Orientalisme berasal dari bahasa Perancis yang berasal dari kata ”orient” yang artinya timur dan ”isme” artinya faham, ajaran, cita-cita atau sikap.[6] Adapula yang mengatakan bahwa kata ”orient” berasal dari bahasa Latin ”oriri” yang berarti terbit, dan dalam bahasa Inggris artinya ”direction of rising sun” (arah terbitnya matahari atau bumi belahan Timur).[7] H.M. Joesoef Sou’yb berpendapat bahwa Orientalisme asalnya adalah orient yang secara bahasa artinya timur dan secara geografis berarti dunia belahan timur. Kata orient yang ditambahi isme atau ism memberi arti sebuah paham atau aliran yang ingin meneliti hal-hal yang berkaitan dengan bangsa-bangsa Timur beserta lingkungannya.[8]

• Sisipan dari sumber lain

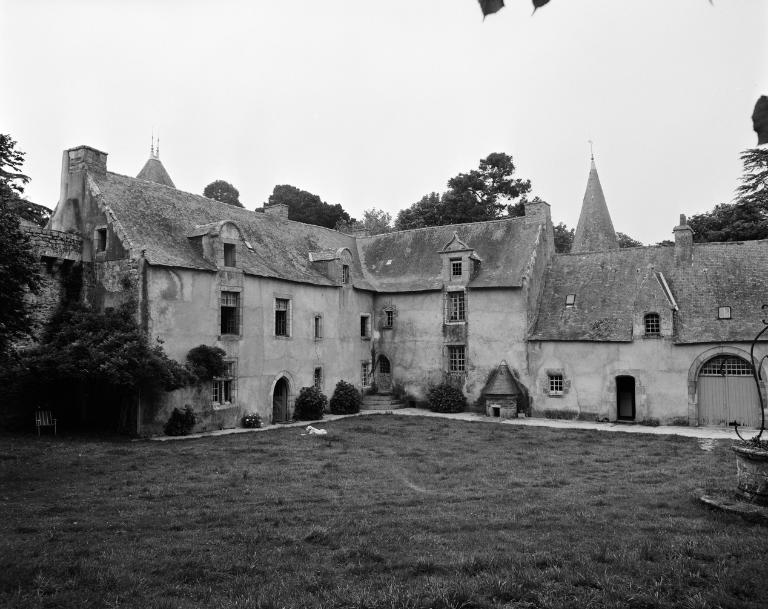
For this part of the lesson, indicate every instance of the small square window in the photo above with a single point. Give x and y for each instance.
(456, 267)
(389, 318)
(555, 384)
(230, 258)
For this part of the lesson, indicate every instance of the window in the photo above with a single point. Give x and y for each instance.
(389, 318)
(652, 324)
(555, 384)
(282, 317)
(229, 254)
(230, 313)
(456, 359)
(101, 239)
(723, 312)
(456, 267)
(456, 308)
(223, 386)
(365, 373)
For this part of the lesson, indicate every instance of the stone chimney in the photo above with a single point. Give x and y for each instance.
(683, 242)
(278, 210)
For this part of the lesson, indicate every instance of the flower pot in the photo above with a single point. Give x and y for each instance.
(751, 474)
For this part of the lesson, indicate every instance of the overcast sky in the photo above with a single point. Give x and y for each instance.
(378, 103)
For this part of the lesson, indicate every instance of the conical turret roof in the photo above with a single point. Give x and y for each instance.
(153, 171)
(595, 232)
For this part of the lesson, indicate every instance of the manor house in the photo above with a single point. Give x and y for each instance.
(648, 334)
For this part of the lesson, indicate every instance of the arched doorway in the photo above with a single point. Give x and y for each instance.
(625, 398)
(280, 401)
(384, 374)
(727, 392)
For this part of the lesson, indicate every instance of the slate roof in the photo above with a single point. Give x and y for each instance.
(613, 286)
(594, 232)
(159, 220)
(409, 260)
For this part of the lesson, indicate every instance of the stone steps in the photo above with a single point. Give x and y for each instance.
(381, 401)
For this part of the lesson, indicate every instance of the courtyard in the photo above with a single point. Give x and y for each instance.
(384, 511)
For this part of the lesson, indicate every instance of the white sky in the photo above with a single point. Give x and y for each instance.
(378, 103)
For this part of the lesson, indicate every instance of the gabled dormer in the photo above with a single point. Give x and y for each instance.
(460, 262)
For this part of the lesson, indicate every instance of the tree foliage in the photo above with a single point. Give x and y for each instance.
(224, 192)
(18, 266)
(374, 222)
(486, 193)
(306, 207)
(747, 217)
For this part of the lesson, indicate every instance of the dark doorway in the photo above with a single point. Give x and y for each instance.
(280, 401)
(625, 398)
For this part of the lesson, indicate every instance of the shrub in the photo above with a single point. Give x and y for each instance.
(310, 404)
(252, 420)
(446, 398)
(206, 362)
(180, 422)
(346, 399)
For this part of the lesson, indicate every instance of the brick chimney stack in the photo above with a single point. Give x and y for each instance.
(683, 242)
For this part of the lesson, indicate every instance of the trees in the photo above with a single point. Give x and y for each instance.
(306, 207)
(224, 192)
(485, 193)
(747, 217)
(18, 266)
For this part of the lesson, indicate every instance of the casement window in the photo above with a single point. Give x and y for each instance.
(230, 256)
(456, 267)
(101, 239)
(365, 326)
(389, 318)
(223, 387)
(230, 313)
(282, 317)
(555, 384)
(365, 374)
(456, 358)
(652, 324)
(456, 306)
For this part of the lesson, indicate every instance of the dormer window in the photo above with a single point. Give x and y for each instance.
(652, 324)
(724, 312)
(456, 267)
(230, 256)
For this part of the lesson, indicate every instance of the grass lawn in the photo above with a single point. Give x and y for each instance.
(385, 511)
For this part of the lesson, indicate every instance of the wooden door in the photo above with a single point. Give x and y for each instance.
(280, 402)
(727, 393)
(384, 375)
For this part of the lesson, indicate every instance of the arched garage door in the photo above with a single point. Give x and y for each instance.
(727, 393)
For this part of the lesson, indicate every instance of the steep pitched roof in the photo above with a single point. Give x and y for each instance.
(159, 220)
(153, 171)
(611, 287)
(409, 260)
(594, 232)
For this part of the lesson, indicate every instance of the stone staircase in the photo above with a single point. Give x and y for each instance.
(381, 401)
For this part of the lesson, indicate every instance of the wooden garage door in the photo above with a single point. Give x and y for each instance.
(727, 393)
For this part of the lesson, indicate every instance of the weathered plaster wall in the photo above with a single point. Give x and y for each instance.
(184, 311)
(661, 370)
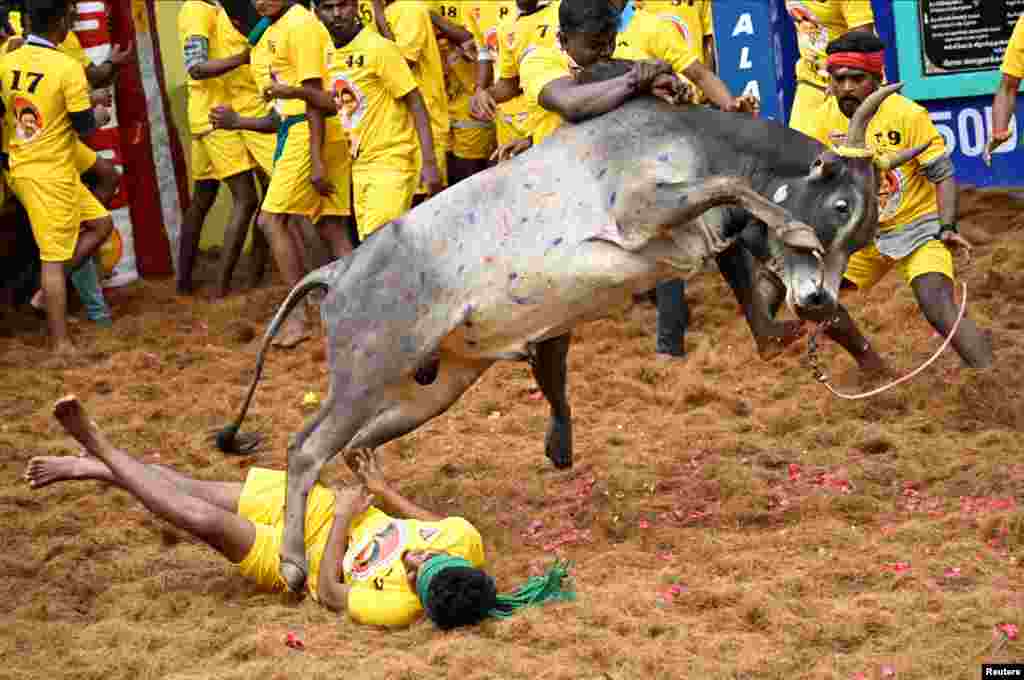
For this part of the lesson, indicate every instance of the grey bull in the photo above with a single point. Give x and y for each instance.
(504, 264)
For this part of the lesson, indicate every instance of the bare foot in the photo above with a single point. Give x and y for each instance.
(45, 470)
(294, 331)
(72, 415)
(770, 346)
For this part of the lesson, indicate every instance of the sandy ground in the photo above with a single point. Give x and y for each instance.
(726, 517)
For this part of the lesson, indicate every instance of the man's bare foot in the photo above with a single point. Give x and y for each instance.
(294, 331)
(45, 470)
(70, 412)
(772, 344)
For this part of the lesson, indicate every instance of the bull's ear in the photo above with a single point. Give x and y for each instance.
(824, 167)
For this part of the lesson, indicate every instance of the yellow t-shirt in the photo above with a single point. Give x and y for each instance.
(905, 195)
(245, 97)
(539, 29)
(380, 592)
(414, 32)
(199, 18)
(40, 86)
(542, 66)
(296, 48)
(483, 19)
(71, 46)
(648, 37)
(819, 22)
(369, 77)
(1013, 60)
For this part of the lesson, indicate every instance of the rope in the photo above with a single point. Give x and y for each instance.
(823, 379)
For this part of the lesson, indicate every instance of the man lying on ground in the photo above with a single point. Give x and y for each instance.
(383, 570)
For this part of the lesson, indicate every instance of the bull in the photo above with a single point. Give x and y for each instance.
(504, 264)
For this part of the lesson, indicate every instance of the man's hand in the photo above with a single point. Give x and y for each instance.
(671, 88)
(224, 118)
(955, 242)
(121, 55)
(997, 138)
(431, 178)
(102, 116)
(482, 105)
(511, 150)
(320, 180)
(351, 501)
(368, 471)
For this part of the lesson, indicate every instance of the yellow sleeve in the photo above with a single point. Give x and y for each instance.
(1013, 60)
(76, 89)
(411, 28)
(708, 19)
(394, 71)
(308, 51)
(857, 12)
(671, 46)
(540, 68)
(382, 607)
(921, 130)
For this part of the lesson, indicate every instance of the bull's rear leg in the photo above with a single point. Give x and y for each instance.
(549, 367)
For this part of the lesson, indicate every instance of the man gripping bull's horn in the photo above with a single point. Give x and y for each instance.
(505, 263)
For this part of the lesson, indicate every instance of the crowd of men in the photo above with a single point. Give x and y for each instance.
(346, 117)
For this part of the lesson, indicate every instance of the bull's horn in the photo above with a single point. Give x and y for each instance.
(858, 124)
(893, 161)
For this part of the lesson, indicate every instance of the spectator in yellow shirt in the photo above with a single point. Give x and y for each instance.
(1006, 97)
(819, 22)
(916, 202)
(45, 97)
(381, 569)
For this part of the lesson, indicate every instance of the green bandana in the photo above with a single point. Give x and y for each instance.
(537, 590)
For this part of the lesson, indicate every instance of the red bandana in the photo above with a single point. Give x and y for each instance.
(871, 62)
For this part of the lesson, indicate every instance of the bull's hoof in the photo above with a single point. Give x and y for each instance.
(558, 442)
(427, 373)
(293, 575)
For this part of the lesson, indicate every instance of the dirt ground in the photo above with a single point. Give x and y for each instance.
(726, 517)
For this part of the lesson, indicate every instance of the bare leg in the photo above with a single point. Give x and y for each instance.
(289, 259)
(935, 297)
(245, 204)
(227, 533)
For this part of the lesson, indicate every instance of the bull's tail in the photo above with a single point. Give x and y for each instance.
(227, 438)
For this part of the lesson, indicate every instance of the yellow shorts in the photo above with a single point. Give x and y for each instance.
(262, 503)
(440, 153)
(806, 102)
(382, 194)
(867, 265)
(260, 146)
(85, 158)
(511, 128)
(56, 209)
(475, 141)
(291, 192)
(218, 155)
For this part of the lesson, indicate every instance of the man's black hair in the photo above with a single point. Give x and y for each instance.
(44, 14)
(861, 42)
(460, 596)
(587, 16)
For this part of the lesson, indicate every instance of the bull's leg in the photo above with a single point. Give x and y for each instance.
(549, 367)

Sederhanyanya, orientalisme diartikan sebagai sebuah gerakan pemikiran terhadap luar Eropa.artinya, orientalis adalah orang-orang yang mengkaji tentang ketimuran baik itu sastra, Bahasa, antropologi, sosiologi, psikologi, sampai pada agama dengan menggunakan paradigm eorocentrisme. Dengan begitu, kajian yang mereka lakukan menghasilkan konklusi yang distortif tentang apa yang dikaji.[9] Makna luasnya, orientalis bisa diartikan suatu kegiatan yang berkaitan dengan bangsa-bangsa timur beserta lingkungannya sampai meliputi aspek kehidupannya. Namun secara sempit, orientalis adalah kegiatan ahli ketimuran barat tentang agama-agama di timur terutama agama Islam.[10] Secara termenelogis, biasanya identic dengan paradigma berpikir,[11] perbedaan ontologis dan epistimologis yang dibuat antara Timur (the orient) dan barat 9the occident).[12]

Menurut Edward Said orientalisme adalah suatu gaya berpikir yang berdasarkan pada pembedaaan ontologis dan epistimologis yang dibuat antara “Timur” (the orient) dan hampir selalu “Barat” (the occident).[13]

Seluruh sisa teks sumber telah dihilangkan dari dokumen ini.